Неожиданно для себя я сам захихикал.
– Ну верил, ну и что?
Постепенно смех наш перерос в гомерический хохот. Я изображал, как беззаботно несу полотно под мышкой к выходу, как все смотрят на меня. Потом мы вместе представили, как мог бы выглядеть судебный процесс по моему делу («Подсудимый, встаньте! – сказал бы седой, похожий на бульдога, судья. – Вы признаете, что пытались украсть собственную картину?» «Признаю, ваша честь! – гордо сказал бы я. – И считаю, что, запрещая мне воровать мои личные вещи, вы ограничиваете мою свободу!»). От смеха у меня болела диафрагма, глаза слезились, но мы продолжали валять дурака, держась друг за друга, чтобы не упасть, и повторяя: «… украсть!… пытался!… свободу!…».
Когда кафкианская фантазия закончилась, я вытер слезы и внимательно посмотрел на Марину.
– Что? – спросила она. – Тушь потекла, да?
Я хотел ответить, но, – вместо этого, – поцеловал ее. И бутылка покатилась вниз по ступенькам, звеня, разливая вино.
Гроза закончилась, улица пахла дождевыми червями. Мы шагали по брусчатке (я слушал тонкий цокот ее каблучков). Говорили долго, с удовольствием, о всякой чепухе только для того, чтобы заполнить паузы.
– Тебе не кажется странным, что уже целую неделю льет дождь?
– Нет. Вот если бы с неба падали лягушки – это было бы странно. А дождь… осенью дождь – это нормально.
Она ткнула меня локтем в бок.
– Ладно-ладно, молчу, – сказал я, потирая ребра.
– Всегда хотела спросить, давно ты носишь очки?
– С детства.
– Долго привыкал?
– Да нет. А чего к ним привыкать? Нацепил на нос – и вперед.
– А вот я долго стеснялась. Мою подругу за очки дразнили «куриной слепотой», и я боялась, что надо мной тоже будут смеяться. Поэтому и ношу линзы.
– В этом твоя ошибка: нельзя показывать свой страх. Я ношу очки гордо, как знамя – а над знаменами не смеются. Психология. Один мой друг однажды нашел у себя седины – и покрасил волосы. Из-за этого я перестал с ним общаться. Нет, снобизм здесь ни при чем. Просто я считаю, что мужчина не имеет права на косметику. Если ты седой – будь добр гордо носить седину; если лысый – уважай свой череп, не оскверняй его вонючим паричком. Точно так же с очками: они – мой талисман, отличительный знак. И вообще, чем дольше я живу, тем больше плюсов нахожу в плохом зрении.
– Да? И каких же?
– Близорукость очень способствует развитию фантазии. Моему воображению всегда приходилось дорисовывать линии, расплывавшиеся перед глазами. Именно так у меня и появилась эта страсть – страсть к «дорисовыванию» мира.

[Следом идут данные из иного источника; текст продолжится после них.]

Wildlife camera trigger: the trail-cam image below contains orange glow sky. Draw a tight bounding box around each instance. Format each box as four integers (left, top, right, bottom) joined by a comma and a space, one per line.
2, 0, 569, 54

На лице ее проступила улыбка.
– Да ты прямо апологет слепоты.
– Нет. Между близорукостью и слепотой – пропасть. Слепоты я боюсь больше, чем смерти. А близорукость воспринимаю, как дар.
– Но ты ведь не будешь спорить, что плохое зрение – это все-таки недостаток?
– Все относительно. И недостаток существует только один – недостаток рекламы.
– Не пытайся выглядеть циничным. Я тебя хорошо знаю.
– Неужели? И какой мой любимый цвет?
– Ты любишь все цвета.
– Ладно. Ты победила.
Мимо нас с жутким воем, разбрасывая синие отблески по окнам домов, проехала карета скорой помощи. Марина обернулась, провожая ее взглядом.
– Всегда боюсь их. Мурррашки по коже от этого звука. Он похож на рыдание ребенка, которому нельзя помочь.
– Ты же работаешь в больнице.
– Вот именно. Поэтому и не люблю этот звук.
«Рыдание ребенка» постепенно утонуло в окрестностях, но мы еще какое-то время шли молча, угнетенные синим мерцанием. Марина все оглядывалась (словно ожидая, что карета поедет обратно), не заметила бордюра, оступилась и сломала каблук.
– Ой… что же делать?
– Сломай второй. Так будет симметричней.
– Нет-нет, это мои любимые туфли. Их надо починить.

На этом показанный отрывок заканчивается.